Kebetulan hari itu hari Jum’at malam menjelang Sabtu pagi dan biasanya hari Sabtu aku mesti pulang kerumah asalku sehingga praktis hari Sabtu dan Minggu nggak bakalan ketemua sama dia sedangkan dia akan balik kekotanya nanti hari Senin.

Karena dia sudah pamit bahwa dia akan balik lagi kekotanya, maka malam itu aku ingin memberikan suatu surprise buatnya, seperti biasanya setelah kulorot celana panjangnya yang tanpa celana dalam itu dan kutelentangkan dia diatas tempat tidurku dan mulai kucumbu dengan jilatan-jilatanku pada daerah-daerah yang sensitif. Kumasuk keluarkan penisnya yang memang lebih besar dari punyaku dan aku masih terus melakukan aktivitas itu sambil tanganku meraba lotion yang ada disamping tempat tidurku, kuambil sedikit lotion dan kuoleskan dilobangku tanpa sepengetahuan dia yang sedang keenakan menikmati emotanku pada penisnya.

Sambil menghisap penisnya, jari-jari tanganku juga berusaha untuk melemaskan otot-otot pada lubangku agar kalau pada waktu penetrasi tidak terlalu sakit, mulanya satu jariku masuk sampai lancar, kemudian dua jari dan akhirnya tiga jari sekaligus yang kumasukkan dalam lobangku sampai aku merasa siap untuk melakukannya. Kemudian kulepaskan hisapanku pada penisnya dan aku bergerak ke arahnya dan langsung duduk tepat diatas penisnya yang sudah ngaceng berat itu kemudian perlahan-lahan kumasukkan penisnya dalam lobangku, dan sempat kulirik Arie meringis nggak tahu karena kesakitan atau karena keenakan, tapi tidak ada sepatah katapun yang keluar dari mulutnya. Kemudian kugoyangkan pantatku naik turun sampai tidak berapa lama kudengar rintihnya

“Aduh Mas, enak Mas, terus Mas, tambah cepet lagi”
“Aaahh, aduh Mas aku mau keluar nih” lanjutnya

Dan makin kupercepat gerakan naik turunnya pantatku sampai kurasakan penisnya berkejut-kejut dalam lobangku dan kudiamkan sejenak sambil dia merasakan sisa-sisa kenikmatannya. Setelah semuanya berakhir, sekarang ganti aku yang terangsang berat dengan ulahku tadi, kemudian kudekap dia dan kubisikan didekat telinganya

“Boleh aku melakukan seperti ini pada kamu”

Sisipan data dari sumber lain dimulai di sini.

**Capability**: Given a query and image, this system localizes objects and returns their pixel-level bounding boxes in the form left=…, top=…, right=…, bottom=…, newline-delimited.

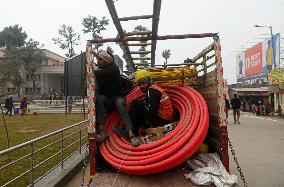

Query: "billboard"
left=236, top=33, right=280, bottom=83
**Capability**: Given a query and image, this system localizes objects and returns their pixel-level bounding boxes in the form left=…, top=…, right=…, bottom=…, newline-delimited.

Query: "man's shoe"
left=131, top=136, right=140, bottom=147
left=112, top=125, right=130, bottom=141
left=96, top=131, right=108, bottom=143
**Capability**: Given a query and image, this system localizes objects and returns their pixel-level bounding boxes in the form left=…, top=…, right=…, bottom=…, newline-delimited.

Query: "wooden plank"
left=127, top=43, right=152, bottom=46
left=118, top=15, right=153, bottom=21
left=88, top=33, right=216, bottom=43
left=132, top=57, right=151, bottom=60
left=130, top=51, right=151, bottom=54
left=105, top=0, right=135, bottom=70
left=124, top=31, right=152, bottom=36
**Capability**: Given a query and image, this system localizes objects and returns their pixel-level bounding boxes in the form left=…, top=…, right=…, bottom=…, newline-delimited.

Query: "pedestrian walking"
left=20, top=96, right=28, bottom=116
left=225, top=97, right=231, bottom=119
left=4, top=96, right=14, bottom=116
left=231, top=94, right=242, bottom=124
left=67, top=96, right=73, bottom=114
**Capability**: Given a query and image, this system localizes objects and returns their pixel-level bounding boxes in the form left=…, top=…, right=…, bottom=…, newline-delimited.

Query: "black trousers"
left=96, top=95, right=133, bottom=130
left=128, top=99, right=169, bottom=132
left=6, top=108, right=13, bottom=116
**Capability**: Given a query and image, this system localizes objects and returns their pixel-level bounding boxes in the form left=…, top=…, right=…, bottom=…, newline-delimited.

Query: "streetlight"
left=254, top=25, right=276, bottom=69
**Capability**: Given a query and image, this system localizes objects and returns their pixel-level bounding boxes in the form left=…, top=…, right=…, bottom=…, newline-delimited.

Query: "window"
left=7, top=88, right=16, bottom=93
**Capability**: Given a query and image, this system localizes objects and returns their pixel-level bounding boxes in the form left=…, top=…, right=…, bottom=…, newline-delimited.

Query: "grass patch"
left=0, top=114, right=87, bottom=186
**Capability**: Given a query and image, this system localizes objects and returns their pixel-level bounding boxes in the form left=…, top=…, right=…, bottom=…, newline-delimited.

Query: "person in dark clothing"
left=20, top=96, right=28, bottom=116
left=94, top=50, right=139, bottom=146
left=225, top=97, right=231, bottom=119
left=231, top=94, right=242, bottom=124
left=4, top=96, right=14, bottom=116
left=129, top=70, right=173, bottom=131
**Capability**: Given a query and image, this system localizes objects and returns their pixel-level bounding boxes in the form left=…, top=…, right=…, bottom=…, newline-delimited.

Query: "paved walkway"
left=66, top=113, right=284, bottom=187
left=228, top=113, right=284, bottom=187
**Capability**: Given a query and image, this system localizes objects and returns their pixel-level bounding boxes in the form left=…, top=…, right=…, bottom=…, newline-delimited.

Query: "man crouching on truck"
left=129, top=70, right=173, bottom=128
left=94, top=50, right=139, bottom=146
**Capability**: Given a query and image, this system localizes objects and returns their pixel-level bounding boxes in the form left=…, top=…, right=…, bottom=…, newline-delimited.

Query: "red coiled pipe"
left=100, top=85, right=209, bottom=175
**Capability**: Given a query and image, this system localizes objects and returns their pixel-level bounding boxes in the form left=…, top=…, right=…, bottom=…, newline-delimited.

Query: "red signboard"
left=245, top=43, right=262, bottom=76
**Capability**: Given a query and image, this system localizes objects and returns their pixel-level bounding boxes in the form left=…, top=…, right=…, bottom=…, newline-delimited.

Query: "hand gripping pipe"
left=100, top=85, right=209, bottom=175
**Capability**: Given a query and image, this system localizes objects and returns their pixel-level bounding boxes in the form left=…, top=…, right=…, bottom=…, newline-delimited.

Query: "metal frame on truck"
left=86, top=0, right=229, bottom=185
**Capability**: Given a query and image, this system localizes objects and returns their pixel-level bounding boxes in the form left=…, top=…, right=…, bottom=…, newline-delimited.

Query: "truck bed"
left=65, top=166, right=214, bottom=187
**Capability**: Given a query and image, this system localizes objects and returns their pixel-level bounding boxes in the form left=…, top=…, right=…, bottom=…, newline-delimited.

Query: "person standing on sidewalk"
left=225, top=97, right=231, bottom=119
left=231, top=94, right=242, bottom=124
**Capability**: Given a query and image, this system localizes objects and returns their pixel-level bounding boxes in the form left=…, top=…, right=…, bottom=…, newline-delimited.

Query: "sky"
left=0, top=0, right=284, bottom=84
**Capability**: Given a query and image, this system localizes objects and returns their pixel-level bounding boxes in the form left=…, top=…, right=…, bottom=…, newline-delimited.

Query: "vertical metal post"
left=202, top=55, right=207, bottom=75
left=79, top=124, right=82, bottom=154
left=0, top=103, right=10, bottom=149
left=30, top=143, right=34, bottom=187
left=61, top=131, right=64, bottom=169
left=86, top=42, right=96, bottom=184
left=64, top=60, right=68, bottom=115
left=269, top=26, right=276, bottom=69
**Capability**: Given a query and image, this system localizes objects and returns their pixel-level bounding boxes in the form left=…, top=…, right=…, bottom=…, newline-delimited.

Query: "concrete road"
left=66, top=113, right=284, bottom=187
left=228, top=113, right=284, bottom=187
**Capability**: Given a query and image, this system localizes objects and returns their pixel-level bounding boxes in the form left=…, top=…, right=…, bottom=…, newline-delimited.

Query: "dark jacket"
left=4, top=98, right=14, bottom=109
left=94, top=64, right=124, bottom=97
left=231, top=98, right=242, bottom=109
left=145, top=88, right=162, bottom=115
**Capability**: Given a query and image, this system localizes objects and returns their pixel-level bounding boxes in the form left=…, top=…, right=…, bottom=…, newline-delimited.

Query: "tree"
left=0, top=25, right=27, bottom=94
left=0, top=25, right=27, bottom=48
left=162, top=49, right=171, bottom=64
left=0, top=25, right=46, bottom=95
left=20, top=39, right=47, bottom=94
left=82, top=15, right=109, bottom=51
left=52, top=24, right=80, bottom=58
left=133, top=25, right=149, bottom=63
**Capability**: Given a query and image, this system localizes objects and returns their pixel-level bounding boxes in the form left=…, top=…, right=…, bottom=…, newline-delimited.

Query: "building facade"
left=0, top=48, right=65, bottom=99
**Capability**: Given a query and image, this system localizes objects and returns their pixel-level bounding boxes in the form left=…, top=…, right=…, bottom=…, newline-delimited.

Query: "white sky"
left=0, top=0, right=284, bottom=84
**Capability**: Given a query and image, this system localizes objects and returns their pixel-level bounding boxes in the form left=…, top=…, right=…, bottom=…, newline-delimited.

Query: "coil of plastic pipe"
left=100, top=85, right=209, bottom=175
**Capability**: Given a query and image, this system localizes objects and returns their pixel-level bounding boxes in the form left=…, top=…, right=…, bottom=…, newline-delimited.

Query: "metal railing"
left=0, top=120, right=88, bottom=187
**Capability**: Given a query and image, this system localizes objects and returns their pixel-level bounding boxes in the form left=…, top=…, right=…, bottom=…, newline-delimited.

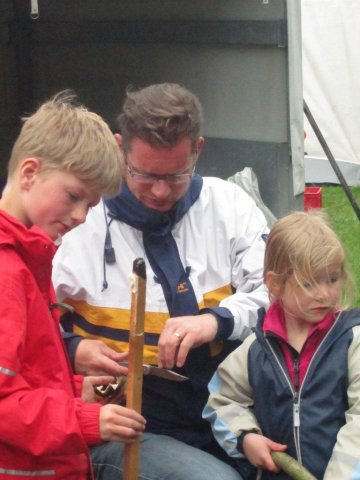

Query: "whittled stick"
left=122, top=258, right=146, bottom=480
left=271, top=452, right=316, bottom=480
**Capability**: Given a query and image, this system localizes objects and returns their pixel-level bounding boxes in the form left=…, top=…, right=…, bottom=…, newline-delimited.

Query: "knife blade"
left=119, top=362, right=189, bottom=382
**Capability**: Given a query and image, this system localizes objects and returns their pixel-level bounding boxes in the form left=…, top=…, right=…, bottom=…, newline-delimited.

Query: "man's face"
left=126, top=137, right=204, bottom=212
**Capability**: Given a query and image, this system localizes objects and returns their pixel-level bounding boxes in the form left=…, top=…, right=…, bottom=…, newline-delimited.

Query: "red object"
left=304, top=187, right=322, bottom=212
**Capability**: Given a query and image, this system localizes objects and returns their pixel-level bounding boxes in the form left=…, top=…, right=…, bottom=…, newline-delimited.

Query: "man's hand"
left=75, top=338, right=128, bottom=377
left=243, top=433, right=287, bottom=473
left=159, top=313, right=217, bottom=368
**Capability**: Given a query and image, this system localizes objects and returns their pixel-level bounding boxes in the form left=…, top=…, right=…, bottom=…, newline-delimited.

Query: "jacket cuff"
left=61, top=332, right=84, bottom=372
left=199, top=307, right=234, bottom=340
left=77, top=399, right=102, bottom=446
left=236, top=429, right=259, bottom=455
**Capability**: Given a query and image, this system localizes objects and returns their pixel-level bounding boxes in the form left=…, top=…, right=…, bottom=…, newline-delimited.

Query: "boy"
left=0, top=92, right=144, bottom=480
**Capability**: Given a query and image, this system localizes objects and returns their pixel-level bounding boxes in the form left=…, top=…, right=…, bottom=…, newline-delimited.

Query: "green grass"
left=322, top=185, right=360, bottom=307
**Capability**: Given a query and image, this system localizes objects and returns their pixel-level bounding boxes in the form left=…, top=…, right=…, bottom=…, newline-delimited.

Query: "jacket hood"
left=0, top=210, right=57, bottom=284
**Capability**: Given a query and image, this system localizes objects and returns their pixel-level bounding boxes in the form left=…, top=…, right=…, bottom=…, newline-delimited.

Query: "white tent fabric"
left=301, top=0, right=360, bottom=185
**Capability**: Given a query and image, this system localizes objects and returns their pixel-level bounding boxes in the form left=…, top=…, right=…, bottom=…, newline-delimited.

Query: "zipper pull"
left=293, top=403, right=300, bottom=427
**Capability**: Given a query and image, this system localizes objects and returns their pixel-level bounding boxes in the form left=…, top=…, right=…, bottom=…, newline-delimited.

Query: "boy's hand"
left=81, top=375, right=114, bottom=402
left=99, top=404, right=146, bottom=443
left=243, top=433, right=287, bottom=473
left=75, top=338, right=128, bottom=377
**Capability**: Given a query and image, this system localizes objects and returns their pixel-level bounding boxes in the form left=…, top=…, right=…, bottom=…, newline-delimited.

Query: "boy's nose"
left=71, top=205, right=88, bottom=225
left=151, top=180, right=171, bottom=198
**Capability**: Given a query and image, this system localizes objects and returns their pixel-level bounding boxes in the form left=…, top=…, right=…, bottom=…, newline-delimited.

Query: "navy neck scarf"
left=105, top=174, right=203, bottom=316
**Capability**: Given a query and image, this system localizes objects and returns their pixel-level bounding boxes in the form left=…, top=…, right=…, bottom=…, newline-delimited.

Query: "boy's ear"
left=19, top=158, right=41, bottom=190
left=265, top=271, right=282, bottom=297
left=196, top=137, right=205, bottom=157
left=114, top=133, right=122, bottom=150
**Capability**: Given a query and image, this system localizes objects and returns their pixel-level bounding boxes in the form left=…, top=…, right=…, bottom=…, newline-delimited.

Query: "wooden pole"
left=123, top=258, right=146, bottom=480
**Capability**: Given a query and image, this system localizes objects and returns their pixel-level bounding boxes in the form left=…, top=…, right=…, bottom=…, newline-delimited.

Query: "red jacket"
left=0, top=211, right=100, bottom=480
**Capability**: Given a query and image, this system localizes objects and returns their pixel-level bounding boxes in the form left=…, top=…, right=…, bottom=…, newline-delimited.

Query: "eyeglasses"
left=126, top=162, right=195, bottom=185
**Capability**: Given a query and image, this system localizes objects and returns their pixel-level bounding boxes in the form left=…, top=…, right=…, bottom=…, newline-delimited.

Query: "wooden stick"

Dia tidak menjawab, tapi hanya mengangguk dengan matanya yang masih tetap sayu. Setelah mendapat ijin darinya, maka tidak kusia-siakan kesempatan ini. Aku mulai mengambil lotion yang tergeletak dikasur dan mulai melakukan kegiatan dengan membasahi sekitar lobangnya dengan lotion yang kemudian kuelus-elus sambil sesekali jari tengahku menusuk lobangnya, karena aku tahu dia masih perawan dan belum pernah melakukan hubungan yang seperti ini akhirnya dia hanya bisa diam dan pasrah saja dengan apa yang kulakukan pada malam menjelang pagi itu.

Sampai aku merasakan bahwa dia sudah siap untuk dimasuki, maka segera kuangkat kedua belah kakinya ke atas pundakku dan dengan perlahan kumasukkan penisku kelobangnya, pada saat kepala penisku masuk, kurasakan jepitan yang begitu kuat sehingga aku keenakan dan kudengar jeritnya

“Aduh, Mas.. Sakit”

Lalau aku berhenti sejenak agar otot lobangnya dapat menyesuaikan diri, setelah beberapa saat kudorong lagi sampai separuhnya dan..

“Ahh, sakit sekali Mas”

Aku diam lagi beberapa saat dan kutunggu reaksinya sampai ototnya terasa agak renggang lalu kodorong lagi penisku sampai sepenuhnya dan kemudian aku berhenti lagi sampai beberapa saat. Setelah itu baru aku melakukan gerakan masuk keluar didalam lobangnya yang terasa begitu sempit dan membawa kenikmatan tersendiri buatku, tidak berapa lama kemudian akhirnya kulepaskan hasratku didalam lobangnya dan akupun tersungkur diatas badannya yang tersengal-sengal itu, nggak tahu karena keenakan atau kesakitan tapi rasanya semuanya sudah impas dengan score 1:1 pada saat itu.

Ketika hari Senin sore aku pulang kerja kulihat kamar pojok dalam keadaan terkunci dan aku tahu bahwa Arie sudah tidak ada disana lagi dan ketika aku bertemu dengan teman-teman yang lainnya.

“Mas, tadi pagi Arie pamitan, pulang ke Blitar”
“Karena Mas Surya belum datang dia titip salam nggak bisa pamitan langsung sama Mas Surya,” katanya.
“Oh yaa, enggak pa-pa” jawabku sambil tersenyum, dalam hati aku berkata
“Dia sudah pamit dengan caraku sendiri yang lebih berkesan”

Dan aku sampai sekarangpun belum mengetahui apakah Arie itu termasuk gay atau bukan karena tidak seperti teman-temanku gay yang lainnya yang selalu take and give dalam segalanya diatas ranjang.